1995). Because we discern no abuse of discretion in the district court’s reasons
for imposing McCoy’s particular sentence, we affirm on that issue.
1
Section 907.5(1) provides:
Before deferring judgment, deferring sentence, or suspending sentence,
the court first shall determine which option, if available, will provide
maximum opportunity for the rehabilitation of the defendant and
protection of the community from further offenses by the defendant and
others. In making this determination, the court shall consider all of the
following:
a. The age of the defendant.
b. The defendant’s prior record of convictions and prior record of
deferments of judgment if any.
c. The defendant’s employment circumstances.
d. The defendant’s family circumstances.
e. The defendant’s mental health and substance abuse history and
treatment options available in the community and the correctional system.
f. The nature of the offense committed.
g. Such other factors as are appropriate.
5
McCoy also challenges the court’s imposition of a civil penalty without the
reduction as required under Iowa Code section 908.11(5).2 The State agrees the
court erred in failing to reduce the fine under section 908.11(5). The court should
have reduced McCoy’s fine to zero. We vacate the $750 fine and remand for
entry of an amended sentencing order reflecting this change.
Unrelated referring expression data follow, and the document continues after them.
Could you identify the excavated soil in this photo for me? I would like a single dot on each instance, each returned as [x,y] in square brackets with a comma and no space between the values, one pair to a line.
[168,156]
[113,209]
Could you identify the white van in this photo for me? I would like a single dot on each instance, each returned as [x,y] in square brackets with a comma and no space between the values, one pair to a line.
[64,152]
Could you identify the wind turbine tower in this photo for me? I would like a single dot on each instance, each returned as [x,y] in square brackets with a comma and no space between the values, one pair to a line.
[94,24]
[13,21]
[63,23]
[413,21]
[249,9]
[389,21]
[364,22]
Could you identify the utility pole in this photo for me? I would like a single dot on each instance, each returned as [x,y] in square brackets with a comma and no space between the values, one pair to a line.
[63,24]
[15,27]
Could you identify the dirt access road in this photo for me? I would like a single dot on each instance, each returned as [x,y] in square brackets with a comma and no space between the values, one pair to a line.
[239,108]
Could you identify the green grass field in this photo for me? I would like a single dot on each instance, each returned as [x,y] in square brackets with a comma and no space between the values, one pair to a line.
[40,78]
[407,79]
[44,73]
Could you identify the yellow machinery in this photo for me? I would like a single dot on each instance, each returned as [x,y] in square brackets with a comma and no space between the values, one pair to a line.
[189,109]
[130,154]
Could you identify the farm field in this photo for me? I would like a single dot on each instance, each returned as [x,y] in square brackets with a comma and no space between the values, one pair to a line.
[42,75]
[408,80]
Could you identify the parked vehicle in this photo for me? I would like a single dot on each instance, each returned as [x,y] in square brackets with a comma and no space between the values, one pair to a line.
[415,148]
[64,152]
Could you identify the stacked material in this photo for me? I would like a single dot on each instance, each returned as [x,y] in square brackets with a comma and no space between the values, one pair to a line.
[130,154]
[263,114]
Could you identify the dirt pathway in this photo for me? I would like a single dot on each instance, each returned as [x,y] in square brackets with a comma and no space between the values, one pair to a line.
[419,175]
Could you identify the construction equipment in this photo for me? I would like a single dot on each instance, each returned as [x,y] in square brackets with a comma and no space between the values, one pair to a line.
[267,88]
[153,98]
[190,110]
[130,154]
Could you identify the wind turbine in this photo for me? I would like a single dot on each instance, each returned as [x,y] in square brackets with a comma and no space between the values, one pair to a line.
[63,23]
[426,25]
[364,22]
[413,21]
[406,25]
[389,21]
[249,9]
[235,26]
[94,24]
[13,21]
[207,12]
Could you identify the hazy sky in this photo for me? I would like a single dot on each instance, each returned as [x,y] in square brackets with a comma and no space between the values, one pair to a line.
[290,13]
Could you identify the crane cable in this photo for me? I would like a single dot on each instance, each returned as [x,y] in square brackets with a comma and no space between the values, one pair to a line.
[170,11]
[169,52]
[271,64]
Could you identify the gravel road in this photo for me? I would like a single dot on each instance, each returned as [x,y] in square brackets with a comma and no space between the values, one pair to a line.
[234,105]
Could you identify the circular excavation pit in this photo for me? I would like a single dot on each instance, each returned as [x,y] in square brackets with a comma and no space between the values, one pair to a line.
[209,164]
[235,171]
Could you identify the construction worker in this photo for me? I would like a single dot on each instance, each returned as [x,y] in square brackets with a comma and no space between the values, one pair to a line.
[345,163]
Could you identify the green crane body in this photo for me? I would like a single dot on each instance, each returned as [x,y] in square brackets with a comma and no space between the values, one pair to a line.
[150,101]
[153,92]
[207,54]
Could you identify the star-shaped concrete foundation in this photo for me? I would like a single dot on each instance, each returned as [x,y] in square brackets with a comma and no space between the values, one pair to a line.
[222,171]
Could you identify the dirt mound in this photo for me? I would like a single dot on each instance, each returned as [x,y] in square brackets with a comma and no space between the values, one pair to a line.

SENTENCE VACATED IN PART AND REMANDED WITH DIRECTIONS.
2
The district court assessed a civil penalty of $750 when it granted McCoy a deferred
judgment and placed him on probation. See Iowa Code § 907.14. When the court
revoked his probation, it imposed (but suspended) a $750 fine. Iowa Code section
908.11(5) provides: “[I]f the court revokes probation of a defendant who received a
deferred judgment and imposes a fine, the court shall reduce the amount of the fine by
an amount equal to the amount of the civil penalty previously assessed against the
defendant pursuant to section 907.14.” The provision also states: “[T]he court shall
assess any required surcharge, court cost, or fee upon the total amount of the fine prior
to reduction.” Iowa Code § 908.11(5).